10. Bununla birlikte başvurucu çekin altındaki imzanın kendisine
ait olmadığı gerekçesiyle aynı Mahkemeden yargılamanın yenilenmesi talebinde
bulunmuş, yargılamanın yenilenmesi sonucunda Mahkeme 3/4/2014 tarihinde
başvurucunun beraatine karar vermiştir.
11. Bunun üzerine başvurucu daha önce yatırdığı paranın yasal
faiziyle birlikte tahsili için Gaziosmanpaşa Malmüdürlüğüne
başvurmuştur. Malmüdürlüğü 28/5/2014 tarihinde 25.000
TL tutarındaki anapara alacağını başvurucuya iade etmiş ancak faiz ödemesi
yapmamıştır.
12. Başvurucunun faiz talebine altmış gün içerisinde cevap
verilmemesi üzerine zımni red işlemine karşı Hazine
aleyhine 26/8/2014 tarihinde İstanbul 9. İdare Mahkemesinde iptal davası
açmıştır. Mahkeme 10/3/2015 tarihinde davanın kabulü ile dava konusu işlemin
iptaline karar vermiştir. Kararın gerekçesinde, başvurucuya ait olan 25.000 TL
tutarındaki paranın 6/12/2011 ile 28/5/2014 tarihleri arasında davalı idarenin
uhdesinde bulunduğu belirtilmiştir. Mahkeme davalı idarenin söz konusu paranın
tahsili ve iade edilmesi işlemlerinin yargı kararı uyarınca gerçekleştiği
yönündeki iddiasını da incelemiştir. Mahkeme bu bağlamda bu paranın
başvurucudan haksız olarak tahsil edildiğine vurgu yapmıştır. Mahkemeye göre
idare hukukuna hâkim olan kusursuz sorumluluk ilkesi gereğince parayı
belirtilen süre zarfında uhdesinde bulunduran davalı idarenin, söz konusu
durumdan kaynaklanan faiz ödemesini gerçekleştirmesi gerekmektedir. Mahkeme
sonuç olarak aksi yönde tesis edilen zımni ret işleminin hukuka uygun olmadığı
kanaatine ulaşmıştır.
13. Davalı idarenin temyiz ettiği karar İstanbul Bölge İdare
Mahkemesi Dördüncü Kurulu tarafından 23/12/2015 tarihinde bozulmuş ve kesin
olarak davanın reddine karar verilmiştir. Kararın gerekçesinin ilgili kısmı
şöyledir:
"Dava konusu uyuşmazlıkta; idarenin yargı
kararı neticesi tahsil ettiği para cezasına ilişkin meblağı, yine yargı kararı
üzerine iade ettiği ve hukuka uygun bir şekilde davrandığı anlaşıldığından,
hukuka uygun bir biçimde davranan idarenin faiz ödemekle yükümlü tutulması
hakkaniyete uygun bulunmamakta olup, aksi yönde verilen itiraza konu Mahkeme
kararında ise isabet olmadığı sonuç ve kanaatine varılmıştır."
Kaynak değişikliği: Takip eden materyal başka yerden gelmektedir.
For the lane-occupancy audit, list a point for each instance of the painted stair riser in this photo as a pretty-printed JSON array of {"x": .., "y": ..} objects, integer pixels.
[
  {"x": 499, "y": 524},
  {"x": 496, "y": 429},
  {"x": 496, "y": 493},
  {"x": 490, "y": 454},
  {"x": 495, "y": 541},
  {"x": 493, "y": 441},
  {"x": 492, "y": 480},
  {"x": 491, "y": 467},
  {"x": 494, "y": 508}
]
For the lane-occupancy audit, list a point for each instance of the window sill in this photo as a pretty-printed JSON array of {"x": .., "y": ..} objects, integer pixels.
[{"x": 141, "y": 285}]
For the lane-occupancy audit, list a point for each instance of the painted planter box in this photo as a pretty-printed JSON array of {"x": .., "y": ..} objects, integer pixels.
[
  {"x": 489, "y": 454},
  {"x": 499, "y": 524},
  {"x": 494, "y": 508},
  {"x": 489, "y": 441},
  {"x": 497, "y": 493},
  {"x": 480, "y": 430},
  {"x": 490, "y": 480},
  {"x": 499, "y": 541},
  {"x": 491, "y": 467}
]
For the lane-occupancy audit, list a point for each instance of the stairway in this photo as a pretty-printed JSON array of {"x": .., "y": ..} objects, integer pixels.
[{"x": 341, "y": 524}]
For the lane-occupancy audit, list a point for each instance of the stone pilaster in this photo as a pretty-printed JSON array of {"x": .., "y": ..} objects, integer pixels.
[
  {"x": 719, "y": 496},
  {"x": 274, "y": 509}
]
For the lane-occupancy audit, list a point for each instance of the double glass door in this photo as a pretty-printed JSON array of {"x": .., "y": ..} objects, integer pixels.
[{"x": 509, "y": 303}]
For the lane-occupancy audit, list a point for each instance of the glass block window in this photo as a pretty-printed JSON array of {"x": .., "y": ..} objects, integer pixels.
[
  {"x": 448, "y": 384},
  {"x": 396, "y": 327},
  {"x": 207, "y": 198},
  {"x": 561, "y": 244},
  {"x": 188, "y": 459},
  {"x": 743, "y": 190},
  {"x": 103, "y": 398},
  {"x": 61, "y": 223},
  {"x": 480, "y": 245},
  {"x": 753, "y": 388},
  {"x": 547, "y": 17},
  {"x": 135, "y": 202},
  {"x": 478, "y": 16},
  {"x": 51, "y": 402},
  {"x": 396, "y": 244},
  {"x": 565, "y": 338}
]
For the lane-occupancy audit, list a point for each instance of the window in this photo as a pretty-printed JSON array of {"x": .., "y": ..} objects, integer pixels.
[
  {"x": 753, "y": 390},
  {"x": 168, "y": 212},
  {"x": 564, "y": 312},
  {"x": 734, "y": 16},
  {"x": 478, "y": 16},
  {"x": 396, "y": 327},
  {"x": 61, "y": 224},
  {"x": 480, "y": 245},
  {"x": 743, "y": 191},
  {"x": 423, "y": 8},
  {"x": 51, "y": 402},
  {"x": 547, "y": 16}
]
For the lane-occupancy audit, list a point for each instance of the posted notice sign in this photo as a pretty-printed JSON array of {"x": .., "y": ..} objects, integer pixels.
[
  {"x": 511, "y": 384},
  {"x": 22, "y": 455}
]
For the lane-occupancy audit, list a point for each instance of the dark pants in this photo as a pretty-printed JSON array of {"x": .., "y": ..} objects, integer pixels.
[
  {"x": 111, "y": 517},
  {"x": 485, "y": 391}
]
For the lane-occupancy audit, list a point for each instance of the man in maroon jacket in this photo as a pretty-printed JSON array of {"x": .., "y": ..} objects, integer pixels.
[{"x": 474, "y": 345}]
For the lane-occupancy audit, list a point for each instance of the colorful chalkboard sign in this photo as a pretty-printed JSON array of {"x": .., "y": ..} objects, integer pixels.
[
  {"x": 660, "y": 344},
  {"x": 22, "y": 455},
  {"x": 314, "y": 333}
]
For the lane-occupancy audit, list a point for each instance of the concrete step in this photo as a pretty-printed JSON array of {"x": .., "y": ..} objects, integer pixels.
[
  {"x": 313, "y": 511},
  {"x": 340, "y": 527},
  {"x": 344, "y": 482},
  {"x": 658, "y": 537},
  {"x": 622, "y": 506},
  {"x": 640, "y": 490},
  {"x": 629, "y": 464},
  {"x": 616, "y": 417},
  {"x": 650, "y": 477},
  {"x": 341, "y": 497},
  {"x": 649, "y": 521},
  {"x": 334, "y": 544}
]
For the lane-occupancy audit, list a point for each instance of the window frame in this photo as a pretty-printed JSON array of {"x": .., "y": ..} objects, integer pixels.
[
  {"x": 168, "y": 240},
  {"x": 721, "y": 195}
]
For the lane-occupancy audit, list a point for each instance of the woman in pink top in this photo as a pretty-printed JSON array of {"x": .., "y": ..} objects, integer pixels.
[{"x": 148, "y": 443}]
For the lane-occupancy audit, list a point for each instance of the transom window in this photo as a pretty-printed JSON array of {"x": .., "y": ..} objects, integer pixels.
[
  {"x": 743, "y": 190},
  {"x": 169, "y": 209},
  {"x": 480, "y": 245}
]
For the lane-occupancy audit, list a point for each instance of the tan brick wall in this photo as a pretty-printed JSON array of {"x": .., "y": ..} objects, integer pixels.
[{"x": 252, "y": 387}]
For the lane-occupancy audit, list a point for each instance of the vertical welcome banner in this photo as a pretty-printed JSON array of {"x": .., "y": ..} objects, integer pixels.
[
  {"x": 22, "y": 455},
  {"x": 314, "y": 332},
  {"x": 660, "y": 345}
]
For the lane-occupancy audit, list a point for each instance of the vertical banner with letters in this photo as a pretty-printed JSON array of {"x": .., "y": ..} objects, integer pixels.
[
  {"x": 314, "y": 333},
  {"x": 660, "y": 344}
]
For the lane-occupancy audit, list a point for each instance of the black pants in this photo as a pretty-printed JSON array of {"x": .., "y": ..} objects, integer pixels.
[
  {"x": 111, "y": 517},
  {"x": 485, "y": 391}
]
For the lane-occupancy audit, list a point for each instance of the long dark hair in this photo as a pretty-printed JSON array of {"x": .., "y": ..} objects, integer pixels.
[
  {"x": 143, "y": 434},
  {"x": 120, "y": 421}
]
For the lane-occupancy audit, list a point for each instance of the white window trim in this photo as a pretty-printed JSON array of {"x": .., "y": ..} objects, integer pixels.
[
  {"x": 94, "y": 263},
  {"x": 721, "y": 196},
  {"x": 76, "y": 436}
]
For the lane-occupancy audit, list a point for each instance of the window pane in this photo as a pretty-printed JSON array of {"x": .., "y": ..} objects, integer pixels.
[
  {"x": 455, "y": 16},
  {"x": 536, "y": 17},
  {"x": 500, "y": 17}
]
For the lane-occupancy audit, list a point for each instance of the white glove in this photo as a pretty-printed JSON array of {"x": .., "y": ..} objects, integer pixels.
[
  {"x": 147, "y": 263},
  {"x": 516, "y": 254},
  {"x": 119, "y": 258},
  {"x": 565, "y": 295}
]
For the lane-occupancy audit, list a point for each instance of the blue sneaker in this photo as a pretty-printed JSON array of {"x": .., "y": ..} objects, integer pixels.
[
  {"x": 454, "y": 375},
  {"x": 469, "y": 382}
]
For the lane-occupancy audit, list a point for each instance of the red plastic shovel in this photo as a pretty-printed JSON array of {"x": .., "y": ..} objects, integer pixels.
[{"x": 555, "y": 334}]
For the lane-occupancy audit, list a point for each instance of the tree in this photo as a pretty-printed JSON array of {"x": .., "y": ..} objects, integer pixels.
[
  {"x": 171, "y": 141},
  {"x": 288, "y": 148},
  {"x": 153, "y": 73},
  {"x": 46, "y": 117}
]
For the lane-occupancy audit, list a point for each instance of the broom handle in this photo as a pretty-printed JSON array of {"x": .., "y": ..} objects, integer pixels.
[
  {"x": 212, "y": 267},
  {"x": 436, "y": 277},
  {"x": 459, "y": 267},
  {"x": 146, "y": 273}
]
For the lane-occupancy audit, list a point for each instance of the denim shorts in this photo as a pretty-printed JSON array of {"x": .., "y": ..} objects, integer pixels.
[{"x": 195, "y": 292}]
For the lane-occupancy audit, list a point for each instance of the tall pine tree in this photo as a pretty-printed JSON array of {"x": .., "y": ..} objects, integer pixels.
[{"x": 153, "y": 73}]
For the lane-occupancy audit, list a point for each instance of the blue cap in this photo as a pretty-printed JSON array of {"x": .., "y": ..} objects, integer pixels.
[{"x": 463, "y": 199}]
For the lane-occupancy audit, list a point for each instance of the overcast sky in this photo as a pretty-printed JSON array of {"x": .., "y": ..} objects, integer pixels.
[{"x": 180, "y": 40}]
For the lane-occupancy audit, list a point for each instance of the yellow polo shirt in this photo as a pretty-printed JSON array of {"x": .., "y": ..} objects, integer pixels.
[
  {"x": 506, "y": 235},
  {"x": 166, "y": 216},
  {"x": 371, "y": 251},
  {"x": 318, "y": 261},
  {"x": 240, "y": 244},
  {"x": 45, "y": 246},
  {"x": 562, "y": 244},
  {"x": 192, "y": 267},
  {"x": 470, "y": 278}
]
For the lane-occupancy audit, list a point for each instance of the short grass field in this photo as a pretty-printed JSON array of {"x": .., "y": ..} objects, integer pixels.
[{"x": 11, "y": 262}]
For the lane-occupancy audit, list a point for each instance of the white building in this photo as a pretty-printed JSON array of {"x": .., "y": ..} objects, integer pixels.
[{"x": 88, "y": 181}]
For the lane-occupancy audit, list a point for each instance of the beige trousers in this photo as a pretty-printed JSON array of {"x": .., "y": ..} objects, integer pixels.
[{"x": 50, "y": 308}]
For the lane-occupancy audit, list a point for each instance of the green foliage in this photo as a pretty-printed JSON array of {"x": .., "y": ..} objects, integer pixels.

14. Başvurucunun karar düzeltme talebi aynı Daire tarafından
karar düzeltme sebeplerinden birinin olmadığı gerekçesiyle 23/11/2016 tarihinde
reddedilmiştir.
15. Nihai karar başvurucu vekiline 7/12/2016 tarihinde tebliğ
edilmiştir.
16. Başvurucu 29/12/2016 tarihinde bireysel başvuruda
bulunmuştur.
IV. İLGİLİ HUKUK
A. Mevzuat Hükümleri
17. 4/12/2004 tarihli ve 5271 sayılı Ceza Muhakemesi Kanunu'nun
141. maddesinin (1) numaralı fıkrasının ilgili kısmı şöyledir:
"Suç soruşturması veya kovuşturması
sırasında;
...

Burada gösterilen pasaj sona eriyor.